Mirzam Funds Manager Advises Investor Vigilance on Executive Compensation


TEQUESTA, FL--(Marketwire - June 24, 2009) - As the Mirzam Capital Appreciation Fund
(NASDAQ: MIRZX) approaches its second anniversary, its managers caution
that while improvements in global markets and a slowing of corporate
declines have provided an encouraging breather for investors, they believe
overly generous executive compensation continues to erode shareholder value
at many public companies. As such, the fund's investment strategy follows
a unique approach among mutual funds: it's a value fund that avoids
investing in companies that it perceives erode shareholder gains because of
excessive executive and employee stock-based compensation.

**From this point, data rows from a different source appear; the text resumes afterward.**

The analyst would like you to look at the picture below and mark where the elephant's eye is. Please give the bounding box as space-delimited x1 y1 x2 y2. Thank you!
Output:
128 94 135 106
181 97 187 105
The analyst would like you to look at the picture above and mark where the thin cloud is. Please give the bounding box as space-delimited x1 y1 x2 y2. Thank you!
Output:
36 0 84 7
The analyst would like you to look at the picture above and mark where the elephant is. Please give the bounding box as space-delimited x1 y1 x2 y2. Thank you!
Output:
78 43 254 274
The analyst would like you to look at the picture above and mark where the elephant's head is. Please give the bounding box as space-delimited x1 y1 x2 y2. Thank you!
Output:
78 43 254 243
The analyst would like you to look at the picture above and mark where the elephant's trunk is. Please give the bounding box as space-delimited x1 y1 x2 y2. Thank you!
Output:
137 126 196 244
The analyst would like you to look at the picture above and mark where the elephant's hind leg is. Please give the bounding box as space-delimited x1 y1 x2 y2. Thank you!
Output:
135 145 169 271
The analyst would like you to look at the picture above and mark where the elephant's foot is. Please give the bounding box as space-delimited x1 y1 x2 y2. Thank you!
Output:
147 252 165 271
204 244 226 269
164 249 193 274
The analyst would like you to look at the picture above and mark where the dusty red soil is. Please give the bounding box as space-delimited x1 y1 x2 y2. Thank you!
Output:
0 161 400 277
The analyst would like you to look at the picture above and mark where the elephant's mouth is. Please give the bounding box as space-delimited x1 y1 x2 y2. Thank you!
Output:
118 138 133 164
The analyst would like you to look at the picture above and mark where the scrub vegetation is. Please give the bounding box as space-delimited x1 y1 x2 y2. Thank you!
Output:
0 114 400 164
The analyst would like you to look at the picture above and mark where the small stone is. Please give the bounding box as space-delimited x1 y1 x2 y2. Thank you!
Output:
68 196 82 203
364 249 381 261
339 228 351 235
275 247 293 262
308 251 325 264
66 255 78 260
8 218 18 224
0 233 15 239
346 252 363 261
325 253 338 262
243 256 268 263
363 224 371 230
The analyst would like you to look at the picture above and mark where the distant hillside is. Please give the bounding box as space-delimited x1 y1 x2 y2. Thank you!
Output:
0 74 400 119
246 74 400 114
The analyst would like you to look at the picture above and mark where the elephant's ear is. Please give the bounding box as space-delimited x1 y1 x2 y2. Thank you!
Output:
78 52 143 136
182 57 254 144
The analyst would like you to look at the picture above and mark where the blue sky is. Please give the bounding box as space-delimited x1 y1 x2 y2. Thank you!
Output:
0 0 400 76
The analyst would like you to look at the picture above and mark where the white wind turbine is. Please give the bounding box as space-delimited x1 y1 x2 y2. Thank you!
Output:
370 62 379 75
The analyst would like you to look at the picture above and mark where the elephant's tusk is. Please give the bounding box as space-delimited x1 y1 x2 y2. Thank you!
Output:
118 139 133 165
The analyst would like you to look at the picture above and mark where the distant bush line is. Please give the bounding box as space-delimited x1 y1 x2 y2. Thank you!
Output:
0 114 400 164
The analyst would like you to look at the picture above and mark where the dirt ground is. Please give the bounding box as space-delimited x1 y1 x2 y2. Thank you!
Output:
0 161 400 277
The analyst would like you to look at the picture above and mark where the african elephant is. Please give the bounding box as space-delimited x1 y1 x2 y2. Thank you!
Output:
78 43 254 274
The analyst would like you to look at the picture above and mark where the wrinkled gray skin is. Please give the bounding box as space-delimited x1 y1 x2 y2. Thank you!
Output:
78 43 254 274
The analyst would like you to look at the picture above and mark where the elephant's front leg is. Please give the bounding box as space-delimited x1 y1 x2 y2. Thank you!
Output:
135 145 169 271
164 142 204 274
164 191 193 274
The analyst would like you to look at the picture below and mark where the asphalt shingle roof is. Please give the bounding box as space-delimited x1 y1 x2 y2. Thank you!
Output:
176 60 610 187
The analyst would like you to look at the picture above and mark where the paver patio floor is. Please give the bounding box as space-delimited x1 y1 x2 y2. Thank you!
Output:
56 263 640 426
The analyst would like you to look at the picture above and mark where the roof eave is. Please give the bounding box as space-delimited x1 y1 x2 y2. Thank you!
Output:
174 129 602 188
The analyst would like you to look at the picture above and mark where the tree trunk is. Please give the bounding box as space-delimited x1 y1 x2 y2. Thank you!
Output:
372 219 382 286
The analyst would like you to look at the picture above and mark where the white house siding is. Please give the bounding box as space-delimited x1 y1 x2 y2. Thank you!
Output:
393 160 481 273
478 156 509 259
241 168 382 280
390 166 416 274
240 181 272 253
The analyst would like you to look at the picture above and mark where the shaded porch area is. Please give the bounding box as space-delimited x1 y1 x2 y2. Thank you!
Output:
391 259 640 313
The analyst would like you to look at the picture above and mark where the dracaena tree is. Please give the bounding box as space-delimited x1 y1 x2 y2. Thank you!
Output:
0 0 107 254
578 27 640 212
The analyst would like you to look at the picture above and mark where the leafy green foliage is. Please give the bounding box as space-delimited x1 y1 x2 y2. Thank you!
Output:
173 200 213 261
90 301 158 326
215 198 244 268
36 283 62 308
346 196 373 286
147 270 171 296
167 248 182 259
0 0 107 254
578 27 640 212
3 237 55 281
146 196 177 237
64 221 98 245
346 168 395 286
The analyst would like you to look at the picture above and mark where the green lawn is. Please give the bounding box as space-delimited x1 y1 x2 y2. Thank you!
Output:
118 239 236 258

The $5.1 million asset fund invests only in companies its managers believe
have world-class financial performance and a commitment to operating in the
best interests of all shareholders.



"Most investors would be amazed at the number of well-known companies that
support and implement executive compensation plans designed to channel
financial and market gains to a handful of insiders," explains Clifford
Morris, Mirzam's founder and managing director. "Improving economic
conditions may present an opportunity for investors to participate in a
long-term market upturn after stocks have been hammered for the past two
years, but gains could be far less meaningful if they accrue to management
and insiders instead of shareholders."



Mirzam's strategy is to make long-term investments in well-run companies
that use their free cash flow to grow and increase the value of their
businesses, or distribute that cash to shareholders as dividends. Albert
Meyer, the fund's lead manager and recognized expert on corporate
governance and compensation, says there is a direct correlation between
companies having responsible executive compensation and which generate
consistent long-term value and out-perform the market. Meyer is president
of Bastiat Capital, which is sub-advisor to the Capital Appreciation Fund.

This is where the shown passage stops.